The important factor in having a successful online presence, either individually or as a group of faculty/researchers is to update that presence consistently. The production does not have to be super professional (multiple cameras and expensive stage lighting), but both the presenter(s) and the background should demonstrate an appropriate combination of professionalism and warmth.
5. Join a Reading Group
Whether hosted by your local public library or your university’s library, join people in reading a book related to your discipline. For example, recent New York Times bestsellers such as Caste (Isabel Wilkerson) or Hillbilly Elegy (JD Vance) can be interacted with by political scientists, sociologists, and educators while creating opportunities for meaningful conversations on culturally important (and potentially explosive) issues. When a faculty member joins a book club as an “expert” and as a co-learner who can share from a different perspective on the social issues arising in these books, it hopefully demonstrates the value of their specialization to crucial conversations on the issues.

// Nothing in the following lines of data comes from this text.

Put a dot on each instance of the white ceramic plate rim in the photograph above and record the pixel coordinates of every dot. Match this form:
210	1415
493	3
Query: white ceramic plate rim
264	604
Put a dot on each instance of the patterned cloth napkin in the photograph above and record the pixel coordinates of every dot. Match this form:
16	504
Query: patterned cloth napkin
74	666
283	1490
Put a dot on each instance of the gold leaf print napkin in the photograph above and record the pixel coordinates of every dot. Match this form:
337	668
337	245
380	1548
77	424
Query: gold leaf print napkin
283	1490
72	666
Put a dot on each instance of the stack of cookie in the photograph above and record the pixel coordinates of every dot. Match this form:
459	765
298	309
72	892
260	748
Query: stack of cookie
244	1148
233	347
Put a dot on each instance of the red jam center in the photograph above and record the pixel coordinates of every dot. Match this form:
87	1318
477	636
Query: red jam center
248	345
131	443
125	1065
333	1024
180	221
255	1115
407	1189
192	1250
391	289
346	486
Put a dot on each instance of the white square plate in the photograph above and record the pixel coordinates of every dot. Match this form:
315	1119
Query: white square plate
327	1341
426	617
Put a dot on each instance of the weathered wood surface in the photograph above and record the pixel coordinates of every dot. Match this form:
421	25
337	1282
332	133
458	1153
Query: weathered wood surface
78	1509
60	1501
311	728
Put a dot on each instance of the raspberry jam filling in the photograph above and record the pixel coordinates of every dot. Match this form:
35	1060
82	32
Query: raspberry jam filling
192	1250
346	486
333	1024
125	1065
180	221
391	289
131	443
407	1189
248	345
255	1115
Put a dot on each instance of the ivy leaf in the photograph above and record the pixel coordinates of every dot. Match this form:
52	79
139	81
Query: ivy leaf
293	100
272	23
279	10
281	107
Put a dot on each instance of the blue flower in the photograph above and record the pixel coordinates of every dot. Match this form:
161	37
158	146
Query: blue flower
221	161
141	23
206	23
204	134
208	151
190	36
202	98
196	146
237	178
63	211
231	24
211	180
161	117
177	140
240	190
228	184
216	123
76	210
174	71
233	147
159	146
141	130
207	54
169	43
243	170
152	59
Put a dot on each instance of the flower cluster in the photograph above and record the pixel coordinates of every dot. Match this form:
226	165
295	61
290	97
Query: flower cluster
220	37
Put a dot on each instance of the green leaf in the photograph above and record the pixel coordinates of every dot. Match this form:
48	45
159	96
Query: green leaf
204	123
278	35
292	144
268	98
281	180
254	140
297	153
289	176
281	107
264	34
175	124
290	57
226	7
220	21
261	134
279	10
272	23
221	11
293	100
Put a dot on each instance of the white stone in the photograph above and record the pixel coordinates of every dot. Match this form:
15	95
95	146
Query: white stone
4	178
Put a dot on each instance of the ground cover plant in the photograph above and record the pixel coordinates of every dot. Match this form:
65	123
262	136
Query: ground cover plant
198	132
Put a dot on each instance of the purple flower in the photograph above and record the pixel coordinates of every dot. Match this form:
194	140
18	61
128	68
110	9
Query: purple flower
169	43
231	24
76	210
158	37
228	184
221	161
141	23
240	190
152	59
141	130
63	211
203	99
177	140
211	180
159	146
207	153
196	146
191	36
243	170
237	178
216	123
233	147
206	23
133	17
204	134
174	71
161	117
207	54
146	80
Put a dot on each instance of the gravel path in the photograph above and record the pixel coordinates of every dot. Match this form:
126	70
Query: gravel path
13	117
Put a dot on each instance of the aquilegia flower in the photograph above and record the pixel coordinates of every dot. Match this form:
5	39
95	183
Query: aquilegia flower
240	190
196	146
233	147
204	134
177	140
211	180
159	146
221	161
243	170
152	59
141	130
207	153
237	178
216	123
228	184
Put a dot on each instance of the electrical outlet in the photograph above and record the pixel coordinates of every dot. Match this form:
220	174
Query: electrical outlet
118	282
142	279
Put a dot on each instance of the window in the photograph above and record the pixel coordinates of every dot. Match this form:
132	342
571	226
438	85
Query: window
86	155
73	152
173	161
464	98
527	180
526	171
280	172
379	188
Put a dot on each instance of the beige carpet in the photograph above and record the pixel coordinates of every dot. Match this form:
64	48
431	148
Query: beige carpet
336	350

The challenge for the academic is to find an area of commonality and broader applicability and then translate the principles into useful (jargon-free) content.
Personally, sharing my dissertation research at an academic conference was rewarding. Yet, the topic of my research was so narrow (Career Paths of Christian College Presidents) that it was difficult to imagine others outside the discipline being interested in the topic. Even so, the basic conclusions of the research could likely be applicable to many areas. The findings could provide an example for a workshop on career changes for those in mid-life, as well as a seminar on thinking about career options for young adults, especially recent college or seminary graduates.
Christian colleges and universities do not generally hold as tightly to the “publish or perish” mentality as other post-secondary institutions. But service opportunities are often a significant factor in the promotion process at faith-based schools, and the above ideas for community engagement are unique service opportunities that offer valuable benefits to faculty as well as the college and its constituency.